For nearly a decade, a meteorological station at the Stannard Rock Lighthouse on Michigan’s Keweenaw Peninsula has been measuring evaporation rates at Lake Superior. While weather patterns can shift significantly from one year to the next, Lake Superior is showing signs indicative of long-term climate change.

Water temperatures and evaporation rates in Lake Superior are on the rise, which results in lower water levels during some seasons. This has a negative effect in a number of areas, including hydropower plants, navigation and fishing.

Typical discussions of this topic might focus on glacial melt or flooding, but the data being collected at Stannard Rock has shed light on the importance of lakes in the study of climate change. The physical, chemical and biological changes that take place in lakes year after year have brought them to the forefront of climate change research.
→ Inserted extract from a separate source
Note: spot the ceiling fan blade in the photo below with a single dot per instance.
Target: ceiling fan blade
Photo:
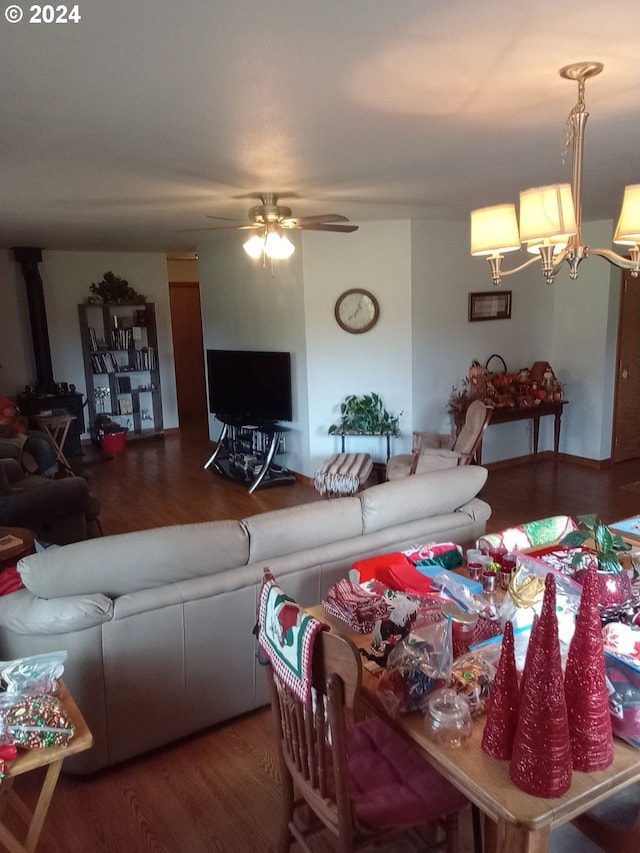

On a global scale, the numbers indicate that lake temperatures are on the rise, but the ecological consequences from around the world differ from those in the U.S. Lake Tanganyika in eastern Africa is warming at a slow rate, but its fish populations are dwindling quickly and leaving people without a vital food source.

Getting Warmer (and Colder)

Lakes and ponds make up approximately four percent of the Earth’s surface not already covered by glaciers. While this may seem like a small percentage, the world’s more than 100 million lakes are responsible for cycling carbon between the surface of the water and the atmosphere, giving off heat-trapping gases like carbon dioxide and methane and storing carbon amongst layers of muck in the lake bottom.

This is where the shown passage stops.